4. Penjabaran Konsep Object, Class, dan Atribut pada OOP

Dari konsep-konsep di atas akan dijabarkan lebih jelas sebagai berikut.

   A. Object

       Ide dasar pada OOP adalah mengkombinasikan data dan fungsi untuk mengakses data
menjadi sebuah kesatuan unit dikenal dengan objek. Dalam OOP, object adalah structure yang
mengabungkan data dan prosedur untuk bekerja bersama-sama. Objek merupakan orang, tempat,
benda, kejadian, atau konsep-konsep yang ada di dunia nyata yang penting bagi suatu aplikasi
(software). Semua objek memiliki identitas masing-masing yang dapat dibedakan seperti, objek
orang contoh saya, kamu, dosen dan lain-lain. objek tempat contoh kampus, pantai, dan lain-lain.
objek benda contoh keyboard, monitor, dan lain-lain. Dengan kata lain semua benda yang ada di
dunia bisa di jadikan sebagai objek. Selain memiliki identitas objek juga memiliki tingkah laku atau
disebut methode.

       Karakteristik dari objek

           o Setiap objek memiliki atribut sebagai status (state)
           o Setiap objek memiliki tingkah laku (behavior)
           o Penggambaran pemrograman berorientasi objek = penggambaran pada dunia nyata
           o Pada pemrograman berorientasi objek :
              State disimpan pada variabel
              Tingkah laku disimpan pada method

   B. Atribut




                                                                                                 10
       Atribut merupakan data/identitas yang dimiliki suatu objek dalam class. Setiap atribut akan
memiliki nilai berbeda untuk setiap objek atau dengan kata lain atribut adalah data yang
membedakan antara objek satu dengan lainnya. Dalam class atribut disebut variabel.

       Hubungan antara objek dan atribut

       Pada penjelasan diatas telah di jabarkan bahwa atribut merupakan data yang membedakan
antara objek satu dengan objek yang lainnya. Identitas tersebut membedakan masing-masing objek
yang kita buat guna untuk menentukan tugas-tugas atau fungsi dari setiap program yang kita buat.
Atribut ini memiliki peranan sebagai suatu keterangan data dari suatu objek yang kita buat contoh
kita mengambil objek sample seperti sepeda, objek yang kita buat dalam suatu program adalah
sepeda, pada sepeda memiliki atribut (state) yaitu: pedal, roda, gear, dan lain-lain.

   C. Class

       Class adalah tipe data yang memiliki kemiripan dengan struct. Struct merupakan sebuah
objek yang berguna dalam orentasi objek (OOP). Seperti objek, class memilik properties (bagian)
dan method (metode menggunakan properties). Namun representasi dalam class properties-nya
sendiri dibuat bertipe data primtif (char, integer, float, double, bool, maupun enum), sedangkan
methodnya berupa fungsi yang digunakan untuk merubah properties object itu sendiri. Class hampir
sama dengan sturct, bedanya, struct semua elemennya dapat diakses dari fungsi main(), class tidak
bisa, karena tipe pengaksesan elemen class atau access modifiter ada beberapa macam, antara lain
public, private dan protected. Dalam class elemen yang dapat digunakan (akses) langsung dari
fungsi main() adalah elemen public. Sedangkan protected hanya bisa diakses dari private (turunan
class) yaitu class yang lebih spesific dari class utama yang memiliki ciri khas tertentu namun masih
memiliki sifat yang ada pada class utama. Contoh class utama menggunakan object kue, class
private-nya mungkin mempresentasikan object donat, bolu atau jenis kue lain.

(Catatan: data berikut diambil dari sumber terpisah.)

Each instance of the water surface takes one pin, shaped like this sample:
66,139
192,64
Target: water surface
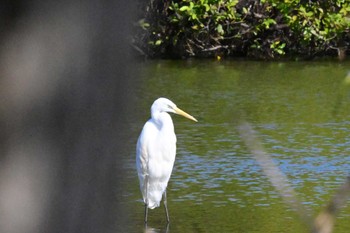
300,111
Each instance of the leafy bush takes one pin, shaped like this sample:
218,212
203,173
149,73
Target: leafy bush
260,29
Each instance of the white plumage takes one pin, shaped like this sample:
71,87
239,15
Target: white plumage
155,153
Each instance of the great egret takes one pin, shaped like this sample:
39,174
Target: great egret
155,153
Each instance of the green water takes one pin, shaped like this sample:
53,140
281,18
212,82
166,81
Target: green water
301,113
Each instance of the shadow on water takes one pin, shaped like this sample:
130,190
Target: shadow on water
148,229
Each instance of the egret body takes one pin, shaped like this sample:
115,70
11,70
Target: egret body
155,153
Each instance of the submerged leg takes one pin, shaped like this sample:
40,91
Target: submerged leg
146,203
146,213
166,207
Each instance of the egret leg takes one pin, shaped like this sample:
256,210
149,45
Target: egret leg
166,207
146,204
146,213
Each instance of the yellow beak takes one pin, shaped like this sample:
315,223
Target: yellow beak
184,114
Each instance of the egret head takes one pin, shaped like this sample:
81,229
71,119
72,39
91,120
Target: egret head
165,105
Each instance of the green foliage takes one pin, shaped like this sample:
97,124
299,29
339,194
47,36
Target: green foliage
265,28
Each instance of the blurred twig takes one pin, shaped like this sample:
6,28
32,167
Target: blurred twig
324,222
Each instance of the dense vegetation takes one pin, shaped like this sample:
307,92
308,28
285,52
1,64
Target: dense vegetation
247,28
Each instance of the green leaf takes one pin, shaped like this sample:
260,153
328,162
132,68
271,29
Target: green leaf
219,29
184,8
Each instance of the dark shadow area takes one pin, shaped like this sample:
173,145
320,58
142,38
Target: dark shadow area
65,84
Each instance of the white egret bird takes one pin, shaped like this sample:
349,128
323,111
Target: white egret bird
155,153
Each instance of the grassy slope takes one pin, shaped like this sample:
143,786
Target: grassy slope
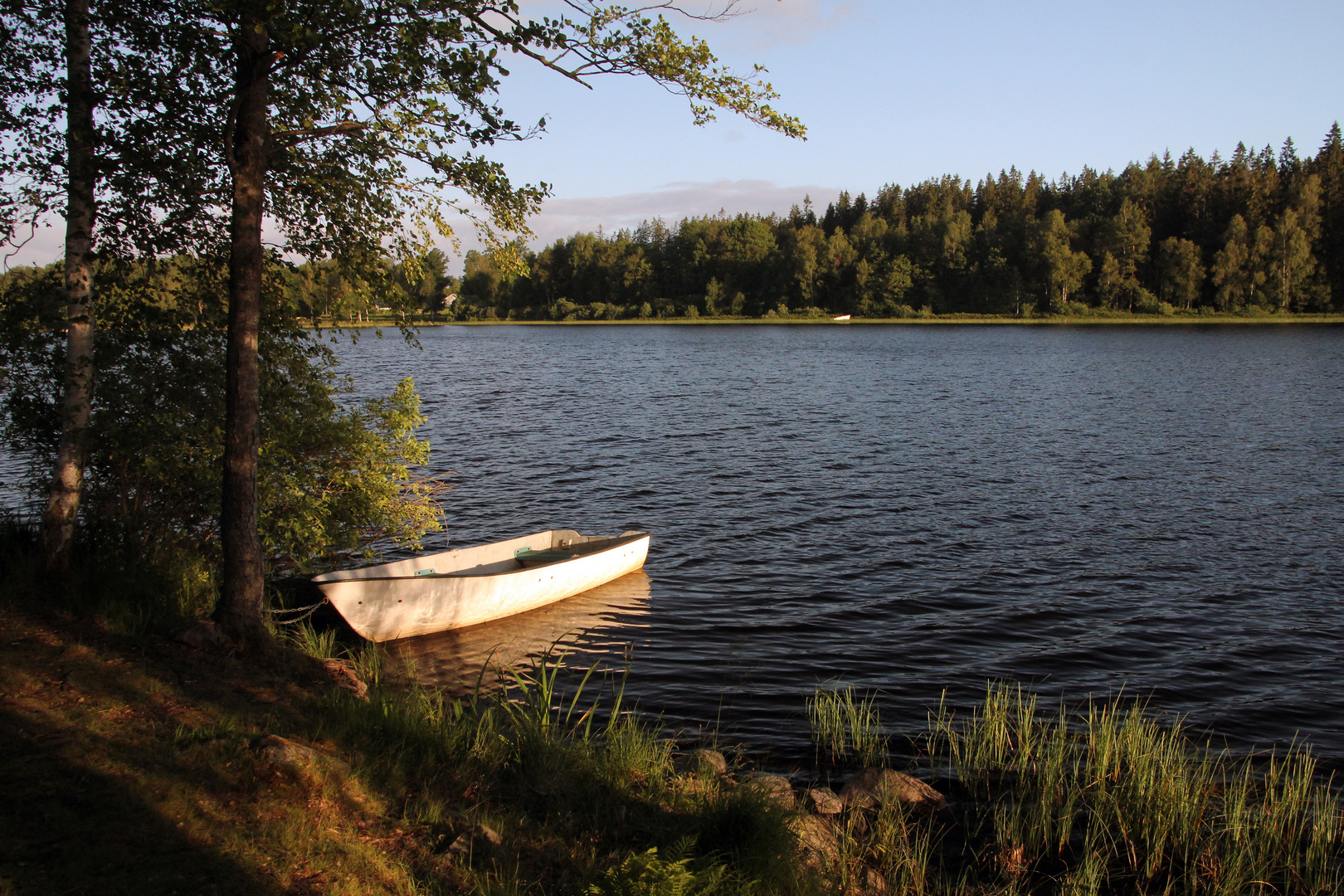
127,768
132,766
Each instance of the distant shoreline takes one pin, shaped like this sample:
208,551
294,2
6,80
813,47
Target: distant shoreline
1137,320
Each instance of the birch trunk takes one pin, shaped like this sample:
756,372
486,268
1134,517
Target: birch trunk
58,522
241,609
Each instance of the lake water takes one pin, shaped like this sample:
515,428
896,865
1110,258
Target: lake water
914,511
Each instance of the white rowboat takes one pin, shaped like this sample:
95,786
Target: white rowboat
466,586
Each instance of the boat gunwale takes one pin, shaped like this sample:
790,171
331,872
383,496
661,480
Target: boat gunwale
620,540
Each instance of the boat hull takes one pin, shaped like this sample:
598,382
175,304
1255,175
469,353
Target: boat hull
392,601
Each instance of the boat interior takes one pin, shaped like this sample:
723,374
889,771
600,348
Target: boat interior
524,553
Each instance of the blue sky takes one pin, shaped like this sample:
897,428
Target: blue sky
898,93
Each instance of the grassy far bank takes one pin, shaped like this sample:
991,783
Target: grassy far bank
1054,320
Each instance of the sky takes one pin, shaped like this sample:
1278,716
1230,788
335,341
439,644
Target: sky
897,93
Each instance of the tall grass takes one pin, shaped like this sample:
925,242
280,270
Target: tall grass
1113,800
845,727
553,751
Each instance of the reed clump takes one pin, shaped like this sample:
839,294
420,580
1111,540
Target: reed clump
845,726
1112,800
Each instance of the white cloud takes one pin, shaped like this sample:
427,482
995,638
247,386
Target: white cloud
46,245
563,217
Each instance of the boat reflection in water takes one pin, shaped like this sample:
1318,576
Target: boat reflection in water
596,626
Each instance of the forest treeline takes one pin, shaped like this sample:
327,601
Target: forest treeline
1254,232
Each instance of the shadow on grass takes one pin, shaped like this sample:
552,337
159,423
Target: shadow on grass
71,829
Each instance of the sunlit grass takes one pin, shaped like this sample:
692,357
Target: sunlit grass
845,727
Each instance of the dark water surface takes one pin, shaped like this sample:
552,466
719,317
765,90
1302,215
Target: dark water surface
916,509
913,509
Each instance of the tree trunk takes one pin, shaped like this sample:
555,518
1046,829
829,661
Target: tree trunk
241,609
58,523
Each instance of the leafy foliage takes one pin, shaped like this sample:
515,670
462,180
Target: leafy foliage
332,480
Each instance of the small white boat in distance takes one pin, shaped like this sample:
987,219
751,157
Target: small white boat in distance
466,586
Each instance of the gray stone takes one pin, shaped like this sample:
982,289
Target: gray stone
874,787
343,674
823,801
296,757
477,843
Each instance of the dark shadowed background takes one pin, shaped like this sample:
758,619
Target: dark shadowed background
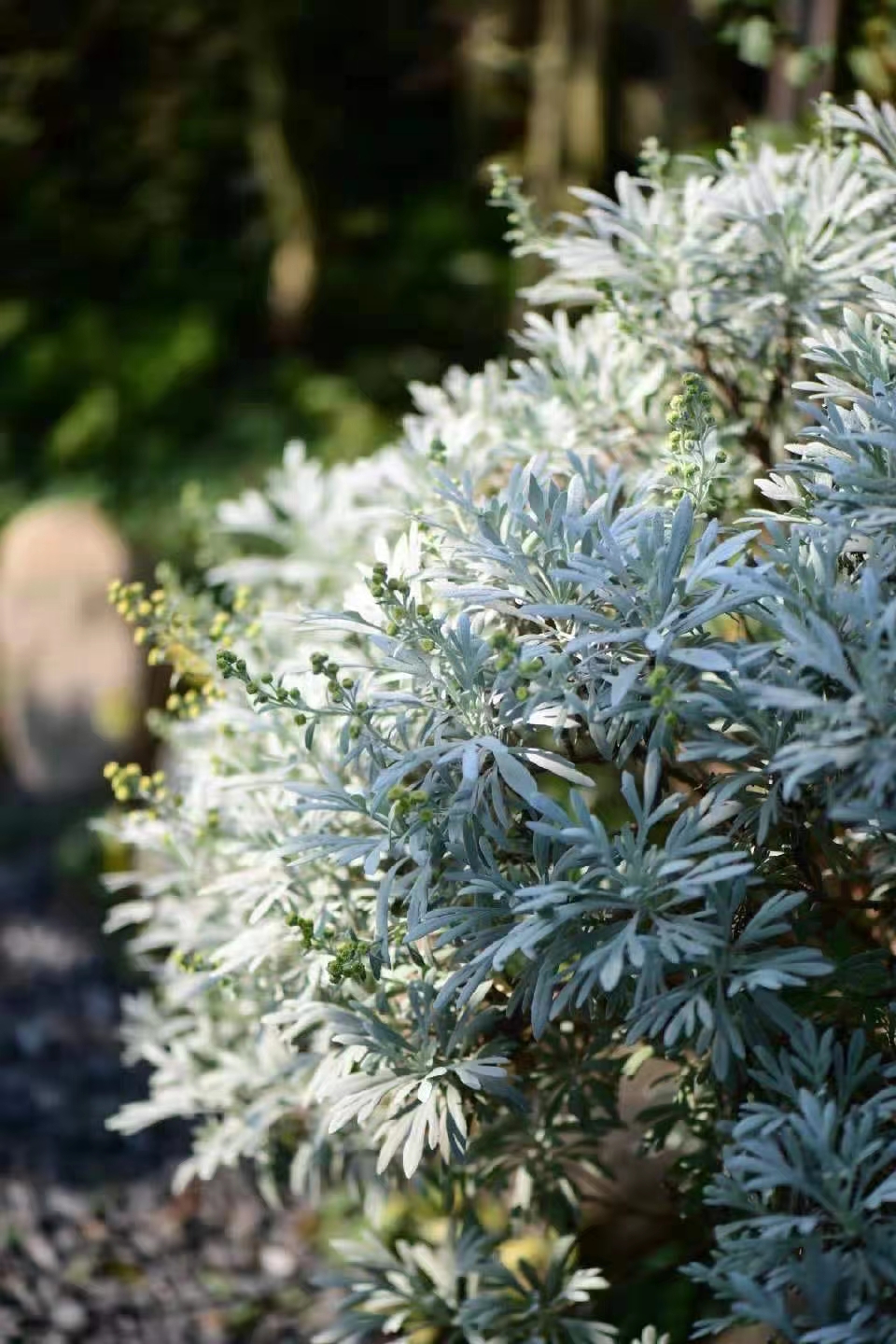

       Dalam class harus ada 2 bagian berikut ini:

                   1. Constructur

               Constructur berfungsi membuat objek. Melalui constructur properties object diset
               dengan nilai tertentu. Jika properties berupa array atau pointer atau reference,



                                                                                                 11
               melalui constructur, properties tersebut diberi alokasi memory sesuai yang
               dibutuhkan. Nama constructur selalu sama dengan class.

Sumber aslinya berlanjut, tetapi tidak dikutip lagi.